PubNub Client Authentication Manager

Problem/Feature Description

A team building a collaborative document editing tool needs a robust client-side JavaScript module that manages the PubNub connection lifecycle. Users connect to shared editing channels, and the app needs to handle authentication seamlessly -- fetching credentials from the backend, initializing PubNub, and gracefully handling situations where access is denied or credentials expire during a session.

The biggest pain point is that users currently get disconnected without warning when their session credentials expire, losing unsaved edits.
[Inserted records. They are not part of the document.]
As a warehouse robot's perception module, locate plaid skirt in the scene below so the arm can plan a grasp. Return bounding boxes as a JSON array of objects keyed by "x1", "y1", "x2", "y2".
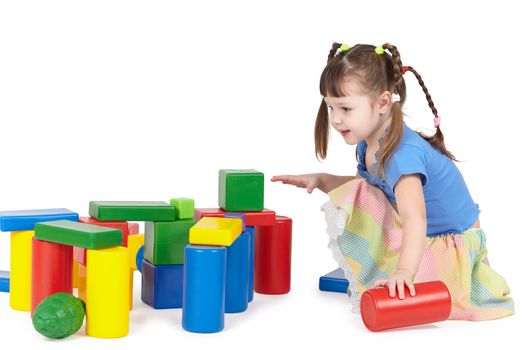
[{"x1": 321, "y1": 179, "x2": 514, "y2": 321}]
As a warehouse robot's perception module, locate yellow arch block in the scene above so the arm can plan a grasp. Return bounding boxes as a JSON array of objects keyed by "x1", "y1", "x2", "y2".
[
  {"x1": 190, "y1": 217, "x2": 242, "y2": 246},
  {"x1": 86, "y1": 247, "x2": 130, "y2": 338},
  {"x1": 9, "y1": 231, "x2": 35, "y2": 311}
]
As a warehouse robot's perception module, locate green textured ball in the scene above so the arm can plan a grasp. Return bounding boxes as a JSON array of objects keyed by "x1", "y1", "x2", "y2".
[{"x1": 33, "y1": 292, "x2": 86, "y2": 339}]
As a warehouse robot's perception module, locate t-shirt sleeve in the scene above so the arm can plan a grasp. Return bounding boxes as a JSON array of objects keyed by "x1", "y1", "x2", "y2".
[{"x1": 385, "y1": 144, "x2": 427, "y2": 191}]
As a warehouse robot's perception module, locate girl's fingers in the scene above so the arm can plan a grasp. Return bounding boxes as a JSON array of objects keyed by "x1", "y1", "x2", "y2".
[
  {"x1": 407, "y1": 283, "x2": 416, "y2": 296},
  {"x1": 397, "y1": 280, "x2": 405, "y2": 299},
  {"x1": 370, "y1": 280, "x2": 386, "y2": 289},
  {"x1": 388, "y1": 281, "x2": 396, "y2": 298}
]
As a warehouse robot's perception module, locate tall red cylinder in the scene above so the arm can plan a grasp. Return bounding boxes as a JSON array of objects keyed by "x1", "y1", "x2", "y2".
[
  {"x1": 361, "y1": 281, "x2": 452, "y2": 331},
  {"x1": 31, "y1": 237, "x2": 73, "y2": 315},
  {"x1": 253, "y1": 216, "x2": 292, "y2": 294}
]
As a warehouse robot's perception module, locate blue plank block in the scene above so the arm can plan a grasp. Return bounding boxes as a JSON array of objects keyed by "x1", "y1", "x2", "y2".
[
  {"x1": 0, "y1": 208, "x2": 78, "y2": 232},
  {"x1": 246, "y1": 226, "x2": 255, "y2": 303},
  {"x1": 224, "y1": 231, "x2": 250, "y2": 313},
  {"x1": 319, "y1": 269, "x2": 348, "y2": 293},
  {"x1": 141, "y1": 259, "x2": 184, "y2": 309},
  {"x1": 0, "y1": 271, "x2": 9, "y2": 293}
]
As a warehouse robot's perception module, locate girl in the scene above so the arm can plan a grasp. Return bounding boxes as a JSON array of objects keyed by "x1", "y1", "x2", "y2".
[{"x1": 271, "y1": 43, "x2": 514, "y2": 321}]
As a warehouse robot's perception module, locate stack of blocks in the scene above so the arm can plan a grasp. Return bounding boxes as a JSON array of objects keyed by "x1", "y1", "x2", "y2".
[
  {"x1": 141, "y1": 198, "x2": 195, "y2": 309},
  {"x1": 0, "y1": 208, "x2": 78, "y2": 311},
  {"x1": 182, "y1": 169, "x2": 291, "y2": 333},
  {"x1": 73, "y1": 216, "x2": 139, "y2": 310},
  {"x1": 0, "y1": 169, "x2": 291, "y2": 338},
  {"x1": 31, "y1": 220, "x2": 130, "y2": 338}
]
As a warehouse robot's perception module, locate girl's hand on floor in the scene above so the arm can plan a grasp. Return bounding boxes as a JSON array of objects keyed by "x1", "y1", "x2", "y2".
[
  {"x1": 270, "y1": 173, "x2": 322, "y2": 193},
  {"x1": 371, "y1": 270, "x2": 416, "y2": 299}
]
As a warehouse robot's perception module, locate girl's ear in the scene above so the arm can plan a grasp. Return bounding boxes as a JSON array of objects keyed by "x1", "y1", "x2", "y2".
[{"x1": 377, "y1": 91, "x2": 392, "y2": 113}]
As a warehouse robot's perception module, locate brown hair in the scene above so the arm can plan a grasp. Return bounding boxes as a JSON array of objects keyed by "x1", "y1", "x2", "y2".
[{"x1": 315, "y1": 42, "x2": 457, "y2": 177}]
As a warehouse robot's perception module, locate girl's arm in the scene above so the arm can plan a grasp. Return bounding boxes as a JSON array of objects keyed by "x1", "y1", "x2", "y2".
[
  {"x1": 394, "y1": 174, "x2": 427, "y2": 278},
  {"x1": 318, "y1": 173, "x2": 356, "y2": 193},
  {"x1": 371, "y1": 174, "x2": 427, "y2": 299}
]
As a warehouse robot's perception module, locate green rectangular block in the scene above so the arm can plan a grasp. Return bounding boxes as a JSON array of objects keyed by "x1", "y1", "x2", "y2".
[
  {"x1": 144, "y1": 219, "x2": 195, "y2": 265},
  {"x1": 219, "y1": 169, "x2": 264, "y2": 211},
  {"x1": 89, "y1": 201, "x2": 176, "y2": 221},
  {"x1": 170, "y1": 198, "x2": 195, "y2": 220},
  {"x1": 35, "y1": 220, "x2": 122, "y2": 249}
]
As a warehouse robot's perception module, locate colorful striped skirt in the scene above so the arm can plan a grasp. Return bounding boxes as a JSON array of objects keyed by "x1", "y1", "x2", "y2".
[{"x1": 321, "y1": 178, "x2": 514, "y2": 321}]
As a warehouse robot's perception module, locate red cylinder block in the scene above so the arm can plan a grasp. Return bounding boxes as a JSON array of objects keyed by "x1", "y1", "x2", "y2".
[
  {"x1": 31, "y1": 237, "x2": 73, "y2": 316},
  {"x1": 361, "y1": 281, "x2": 452, "y2": 331},
  {"x1": 253, "y1": 216, "x2": 292, "y2": 294}
]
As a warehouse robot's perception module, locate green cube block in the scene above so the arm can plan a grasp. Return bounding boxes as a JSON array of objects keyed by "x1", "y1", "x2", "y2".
[
  {"x1": 170, "y1": 198, "x2": 195, "y2": 220},
  {"x1": 144, "y1": 219, "x2": 195, "y2": 265},
  {"x1": 89, "y1": 201, "x2": 176, "y2": 221},
  {"x1": 35, "y1": 220, "x2": 122, "y2": 249},
  {"x1": 219, "y1": 169, "x2": 264, "y2": 211}
]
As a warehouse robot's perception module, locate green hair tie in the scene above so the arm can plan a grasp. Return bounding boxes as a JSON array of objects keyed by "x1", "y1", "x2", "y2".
[{"x1": 339, "y1": 44, "x2": 352, "y2": 52}]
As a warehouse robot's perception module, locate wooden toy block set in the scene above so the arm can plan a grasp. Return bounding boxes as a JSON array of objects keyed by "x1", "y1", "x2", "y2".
[{"x1": 0, "y1": 169, "x2": 292, "y2": 338}]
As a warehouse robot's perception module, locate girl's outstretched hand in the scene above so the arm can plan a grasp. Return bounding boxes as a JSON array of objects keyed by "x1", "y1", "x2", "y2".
[
  {"x1": 370, "y1": 269, "x2": 416, "y2": 299},
  {"x1": 270, "y1": 173, "x2": 322, "y2": 193}
]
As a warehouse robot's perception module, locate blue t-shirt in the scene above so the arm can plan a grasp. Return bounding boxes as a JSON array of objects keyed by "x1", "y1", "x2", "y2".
[{"x1": 357, "y1": 122, "x2": 480, "y2": 237}]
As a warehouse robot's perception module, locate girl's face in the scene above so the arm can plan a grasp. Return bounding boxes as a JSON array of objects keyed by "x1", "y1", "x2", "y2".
[{"x1": 324, "y1": 80, "x2": 392, "y2": 145}]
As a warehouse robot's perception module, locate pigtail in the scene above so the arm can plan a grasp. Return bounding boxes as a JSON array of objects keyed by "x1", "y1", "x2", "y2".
[
  {"x1": 407, "y1": 66, "x2": 458, "y2": 162},
  {"x1": 377, "y1": 43, "x2": 406, "y2": 179},
  {"x1": 314, "y1": 42, "x2": 352, "y2": 160}
]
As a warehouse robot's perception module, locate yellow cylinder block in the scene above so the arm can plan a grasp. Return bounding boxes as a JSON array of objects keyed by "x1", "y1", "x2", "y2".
[
  {"x1": 9, "y1": 231, "x2": 35, "y2": 311},
  {"x1": 86, "y1": 247, "x2": 130, "y2": 338}
]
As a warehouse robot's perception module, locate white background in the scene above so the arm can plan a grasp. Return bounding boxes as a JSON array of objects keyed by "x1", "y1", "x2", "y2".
[{"x1": 0, "y1": 0, "x2": 525, "y2": 349}]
The team wants a self-contained auth manager class that proactively refreshes credentials before they expire and handles access errors by automatically attempting to re-authenticate rather than dropping the connection.

Build this as a client-side JavaScript module that another developer can import and use.

Output Specification

Create a file called pubnub-auth-manager.js containing:

• A class PubNubAuthManager that encapsulates all PubNub authentication logic
• A constructor that accepts a config object with serverAuthUrl (the backend endpoint URL) and userSessionToken (the current user's session JWT)
• An initialize() method that fetches credentials from the server, sets up PubNub, and starts credential lifecycle management
• Proper handling of authentication failures during the session
• A subscribe(channels) method that subscribes to the given channels
• A destroy() method that cleans up timers and disconnects
• The module should export the class as default

Also create a brief usage-example.js showing how to instantiate and use the class.